SA MAJESTÉ LA REINE,

intimée.

Appels entendus le 20 juillet 1998 à Québec (Québec) par

l'honorable juge Louise Lamarre Proulx

Comparutions

Représentant de l'appelante :                                   Marc-André Plante

Avocat de l'intimée :                                               Me Alain Gareau

JUGEMENT

          Les appels des cotisations établies en vertu de la Loi de l'impôt sur le revenu pour les années d'imposition 1991, 1992 et 1993 sont rejetés, selon les motifs du jugement ci-joints.

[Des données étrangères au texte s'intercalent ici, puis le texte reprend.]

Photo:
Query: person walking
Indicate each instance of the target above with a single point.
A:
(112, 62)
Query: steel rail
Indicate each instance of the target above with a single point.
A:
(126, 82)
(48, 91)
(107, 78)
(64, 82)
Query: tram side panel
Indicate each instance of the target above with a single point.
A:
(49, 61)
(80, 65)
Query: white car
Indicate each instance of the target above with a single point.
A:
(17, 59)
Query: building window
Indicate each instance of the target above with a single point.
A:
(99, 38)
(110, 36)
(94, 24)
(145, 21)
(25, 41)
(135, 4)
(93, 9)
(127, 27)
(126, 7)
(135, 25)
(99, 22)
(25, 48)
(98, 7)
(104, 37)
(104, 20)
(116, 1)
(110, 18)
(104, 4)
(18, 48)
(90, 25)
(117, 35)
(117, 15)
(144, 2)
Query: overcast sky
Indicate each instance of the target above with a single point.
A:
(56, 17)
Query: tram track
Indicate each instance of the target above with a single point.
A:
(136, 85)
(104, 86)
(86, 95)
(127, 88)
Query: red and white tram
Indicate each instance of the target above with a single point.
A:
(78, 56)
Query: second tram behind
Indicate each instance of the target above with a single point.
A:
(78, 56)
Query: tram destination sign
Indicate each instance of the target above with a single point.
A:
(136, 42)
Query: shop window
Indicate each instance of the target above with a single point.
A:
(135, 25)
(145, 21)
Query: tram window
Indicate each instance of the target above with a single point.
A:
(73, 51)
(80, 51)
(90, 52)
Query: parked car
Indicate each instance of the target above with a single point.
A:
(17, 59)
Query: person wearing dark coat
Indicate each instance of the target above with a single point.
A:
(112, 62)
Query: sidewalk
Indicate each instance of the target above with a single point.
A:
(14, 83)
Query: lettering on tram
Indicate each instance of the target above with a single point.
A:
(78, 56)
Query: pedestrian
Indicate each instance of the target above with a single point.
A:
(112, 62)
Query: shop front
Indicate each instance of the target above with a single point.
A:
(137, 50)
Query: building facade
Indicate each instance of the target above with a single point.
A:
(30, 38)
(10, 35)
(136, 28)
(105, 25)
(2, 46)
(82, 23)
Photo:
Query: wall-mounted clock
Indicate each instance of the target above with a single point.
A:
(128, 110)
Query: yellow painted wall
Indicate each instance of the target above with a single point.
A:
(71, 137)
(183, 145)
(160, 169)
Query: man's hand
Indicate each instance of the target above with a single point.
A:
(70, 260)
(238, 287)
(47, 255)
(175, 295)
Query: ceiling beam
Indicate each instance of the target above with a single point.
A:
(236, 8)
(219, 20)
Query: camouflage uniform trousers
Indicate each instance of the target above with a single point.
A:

Signé à Ottawa, Canada, ce 20e jour d'août, 1998.

« Louise Lamarre Proulx »

J.C.C.I.


Date: 19980820

Dossier: 98-341(IT)I

ENTRE :

GEORGETTE TREMBLAY,

appelante,

et

SA MAJESTÉ LA REINE,

intimée.

MOTIFS DU JUGEMENT

Le juge Lamarre Proulx, C.C.I.

[1]      L'appelante en appelle des nouvelles cotisations du ministre du Revenu national (le « Ministre » ), pour les années d'imposition 1991, 1992 et 1993. Ces nouvelles cotisations ont été établies par la méthode de l'avoir net.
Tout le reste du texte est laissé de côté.